Installing and Configuring the VAST Connector for Dremio

Prev Next

This topic describes how to configure Dremio to work with a VAST Database.

This involves the following:

  • installing Dremio

  • installing the VAST Dremio connector, which mediates between Dremio and the VAST Database.

Prerequisites

  • Java 11

  • Python 3.6

  • VAST Database

Installing Dremio

The VAST Dremio connector can work with either the Dremio Community (open source) version, or the enterprise Commercial version. The commercial version includes add-ons and security features which are not available in the community version.

The instructions below explain how to install the Dremio Community version. See dremio.com for details regarding the commercial version.
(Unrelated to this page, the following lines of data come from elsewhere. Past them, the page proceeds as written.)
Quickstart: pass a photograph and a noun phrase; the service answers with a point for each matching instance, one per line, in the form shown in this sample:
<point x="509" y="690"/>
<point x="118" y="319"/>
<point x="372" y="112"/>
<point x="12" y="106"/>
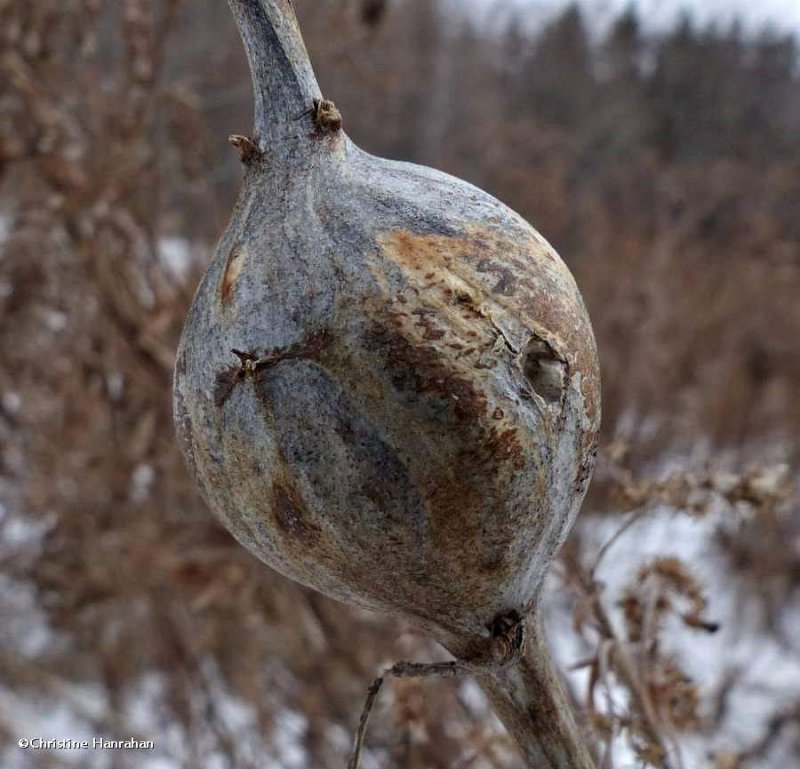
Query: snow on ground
<point x="769" y="668"/>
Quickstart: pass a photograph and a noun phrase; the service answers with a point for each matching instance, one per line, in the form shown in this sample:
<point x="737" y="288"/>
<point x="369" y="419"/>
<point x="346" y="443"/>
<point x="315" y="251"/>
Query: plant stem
<point x="530" y="700"/>
<point x="284" y="84"/>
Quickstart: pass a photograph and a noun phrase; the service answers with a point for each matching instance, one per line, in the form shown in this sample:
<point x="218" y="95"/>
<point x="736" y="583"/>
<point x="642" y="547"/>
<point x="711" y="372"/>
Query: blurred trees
<point x="665" y="169"/>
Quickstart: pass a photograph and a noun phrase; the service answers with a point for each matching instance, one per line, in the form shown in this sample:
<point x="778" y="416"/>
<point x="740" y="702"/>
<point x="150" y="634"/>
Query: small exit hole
<point x="544" y="371"/>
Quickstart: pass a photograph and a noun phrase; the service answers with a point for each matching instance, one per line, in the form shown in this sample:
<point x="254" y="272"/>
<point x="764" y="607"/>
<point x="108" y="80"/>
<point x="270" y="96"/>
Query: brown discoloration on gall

The connector was tested with Dremio v24.0.0, which can be downloaded from https://download.dremio.com/community-server/24.3.2-202401241821100032-d2d8a497/

  1. Run this command to create a Dremio user

    useradd -c "Dremio User" -u 4853 dremio
  2. Run these commands to install the Dremio community version

    dnf install ./dremio-community-24.3.2-202401241821100032_d2d8a497_1.noarch.rpm
    systemctl enable dremio
  3. Run these commands to set up Dremio work directories

    mkdir /opt/dremio/log /var/lib/dremio
    chown dremio:dremio /opt/dremio/log /var/lib/dremio
  4. Edit the file /etc/dremio/dremio-env and set the variable DREMIO_MAX_MEMORY_SIZE_MB to limit memory usage by Dremio. In this example, the limit is 200GB.
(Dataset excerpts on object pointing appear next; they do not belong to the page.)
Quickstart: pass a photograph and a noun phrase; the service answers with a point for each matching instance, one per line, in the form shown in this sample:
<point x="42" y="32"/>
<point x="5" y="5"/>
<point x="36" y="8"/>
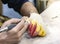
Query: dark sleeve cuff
<point x="15" y="4"/>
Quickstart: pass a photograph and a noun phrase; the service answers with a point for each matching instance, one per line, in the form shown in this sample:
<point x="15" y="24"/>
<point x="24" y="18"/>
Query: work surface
<point x="51" y="17"/>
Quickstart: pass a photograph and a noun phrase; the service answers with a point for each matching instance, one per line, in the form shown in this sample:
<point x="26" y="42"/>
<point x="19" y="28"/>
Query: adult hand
<point x="13" y="36"/>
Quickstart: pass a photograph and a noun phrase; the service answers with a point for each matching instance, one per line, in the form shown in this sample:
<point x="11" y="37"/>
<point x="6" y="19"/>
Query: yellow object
<point x="40" y="30"/>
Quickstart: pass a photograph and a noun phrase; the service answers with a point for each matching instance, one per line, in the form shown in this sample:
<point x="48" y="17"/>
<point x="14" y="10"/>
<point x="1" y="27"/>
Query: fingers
<point x="18" y="27"/>
<point x="14" y="20"/>
<point x="20" y="33"/>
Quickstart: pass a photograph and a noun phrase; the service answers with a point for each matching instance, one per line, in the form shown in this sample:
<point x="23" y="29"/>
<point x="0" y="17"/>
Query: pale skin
<point x="14" y="35"/>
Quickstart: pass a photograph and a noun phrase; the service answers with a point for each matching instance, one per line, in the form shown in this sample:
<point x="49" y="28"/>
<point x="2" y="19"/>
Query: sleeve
<point x="15" y="4"/>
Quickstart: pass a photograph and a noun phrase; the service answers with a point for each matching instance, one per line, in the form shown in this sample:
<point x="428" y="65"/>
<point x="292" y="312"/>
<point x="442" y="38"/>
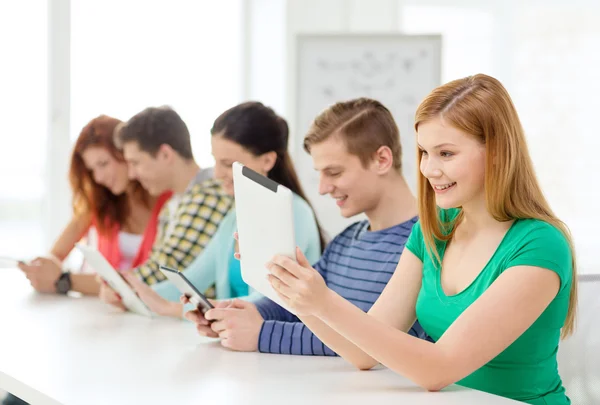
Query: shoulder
<point x="207" y="192"/>
<point x="538" y="243"/>
<point x="301" y="207"/>
<point x="350" y="231"/>
<point x="527" y="231"/>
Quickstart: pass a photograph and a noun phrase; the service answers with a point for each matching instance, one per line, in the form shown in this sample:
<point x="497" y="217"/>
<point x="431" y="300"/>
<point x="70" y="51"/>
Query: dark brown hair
<point x="259" y="130"/>
<point x="156" y="126"/>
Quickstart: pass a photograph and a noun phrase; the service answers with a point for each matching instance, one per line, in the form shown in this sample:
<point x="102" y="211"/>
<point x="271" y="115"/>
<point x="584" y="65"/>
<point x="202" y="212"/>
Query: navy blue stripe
<point x="366" y="259"/>
<point x="369" y="249"/>
<point x="302" y="339"/>
<point x="291" y="338"/>
<point x="376" y="242"/>
<point x="271" y="335"/>
<point x="364" y="280"/>
<point x="281" y="337"/>
<point x="359" y="269"/>
<point x="354" y="289"/>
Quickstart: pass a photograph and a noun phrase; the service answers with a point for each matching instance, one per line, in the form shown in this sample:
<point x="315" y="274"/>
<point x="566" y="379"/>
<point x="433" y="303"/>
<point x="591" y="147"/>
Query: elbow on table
<point x="364" y="365"/>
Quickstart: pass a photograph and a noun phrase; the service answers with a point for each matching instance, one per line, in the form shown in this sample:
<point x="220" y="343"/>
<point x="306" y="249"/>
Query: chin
<point x="348" y="212"/>
<point x="446" y="203"/>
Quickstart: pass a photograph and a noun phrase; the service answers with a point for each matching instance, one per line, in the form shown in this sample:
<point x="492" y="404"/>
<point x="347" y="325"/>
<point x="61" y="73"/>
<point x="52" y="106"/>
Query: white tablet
<point x="99" y="263"/>
<point x="265" y="222"/>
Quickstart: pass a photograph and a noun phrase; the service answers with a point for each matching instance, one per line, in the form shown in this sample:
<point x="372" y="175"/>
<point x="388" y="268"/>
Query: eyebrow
<point x="441" y="145"/>
<point x="330" y="167"/>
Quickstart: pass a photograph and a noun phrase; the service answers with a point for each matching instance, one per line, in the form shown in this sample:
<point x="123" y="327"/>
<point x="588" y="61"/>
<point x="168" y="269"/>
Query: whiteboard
<point x="397" y="70"/>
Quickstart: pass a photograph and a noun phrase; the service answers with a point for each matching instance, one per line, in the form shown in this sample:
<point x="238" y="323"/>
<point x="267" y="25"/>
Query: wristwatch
<point x="63" y="284"/>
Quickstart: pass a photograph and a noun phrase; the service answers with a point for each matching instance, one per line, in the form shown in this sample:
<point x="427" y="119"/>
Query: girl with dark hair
<point x="257" y="137"/>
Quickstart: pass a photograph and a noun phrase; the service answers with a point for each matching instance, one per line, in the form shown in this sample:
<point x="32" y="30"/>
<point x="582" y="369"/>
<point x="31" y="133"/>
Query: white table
<point x="72" y="350"/>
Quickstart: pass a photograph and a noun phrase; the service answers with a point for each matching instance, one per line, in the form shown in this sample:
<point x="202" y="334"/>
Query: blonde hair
<point x="481" y="106"/>
<point x="363" y="124"/>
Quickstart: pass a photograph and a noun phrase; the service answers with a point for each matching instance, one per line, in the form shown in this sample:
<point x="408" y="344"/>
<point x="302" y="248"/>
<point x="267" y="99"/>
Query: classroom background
<point x="67" y="61"/>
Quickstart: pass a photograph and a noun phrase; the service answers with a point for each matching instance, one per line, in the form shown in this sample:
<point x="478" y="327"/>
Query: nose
<point x="430" y="168"/>
<point x="131" y="173"/>
<point x="325" y="187"/>
<point x="99" y="177"/>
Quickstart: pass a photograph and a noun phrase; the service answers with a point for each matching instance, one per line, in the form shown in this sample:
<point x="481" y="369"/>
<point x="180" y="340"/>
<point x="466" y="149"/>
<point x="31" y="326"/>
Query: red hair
<point x="90" y="198"/>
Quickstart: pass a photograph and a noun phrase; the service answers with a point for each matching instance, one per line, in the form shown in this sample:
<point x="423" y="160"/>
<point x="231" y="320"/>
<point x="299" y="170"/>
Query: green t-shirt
<point x="527" y="370"/>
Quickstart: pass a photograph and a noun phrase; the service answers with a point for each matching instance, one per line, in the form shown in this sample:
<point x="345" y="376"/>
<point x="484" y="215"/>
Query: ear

    DREMIO_MAX_MEMORY_SIZE_MB=200000
  5. Run this command

    systemctl start dremio

Downloading and Installing the VAST Connector

Download the latest Dremio Connector for VAST Database from here: https://github.com/vast-data/vast-dremio-connector/releases. The connector is a jar file.

Copy the Dremio Connector jar file to ${DREMIO_HOME}/jars.

Configuring the Connector

After downloading the VAST Dremio Connector, follow these steps to configure a Data Source on Dremio with the connector.

  1. Navigate to the Dremio UI (typically at http:/dremio_coordinator_host:9047), and then to Data Sets.

  2. Click Add Source to add a Data Source.

  3. In the Add Data Source dialog enter these details

    • Name - the name of the data source (any text)

    • Endpoint: An IP address in the VIP Pool on the VAST Cluster

    • Region: vast

    • Access Key: The Access Key for the service accessing VAST

    • Secret Key: the Secret key for the service accessing VAST

  4. It is recommended, but optional, to add these advanced settings:

    • Additional Endpoints: A list of IPs from the VAST VIP Pool on the Cluster. Additional endpoints improves performance.

    • Max Number of Splits: typically the number of CPU threads available for each worker; recommended value 32

    • Max Number of Subsplits: 4

  5. Click Save.

Using the Dremio and the VAST Dremio Connector to Access a VAST Database

  1. Run Dremio from your browser.

  2. Select the VAST Data Source. This will show a list of Databases on the VAST Cluster.

  3. Select a database.

  4. Create and run queries from the query bar. See https://docs.dremio.com for more details for using Dremio.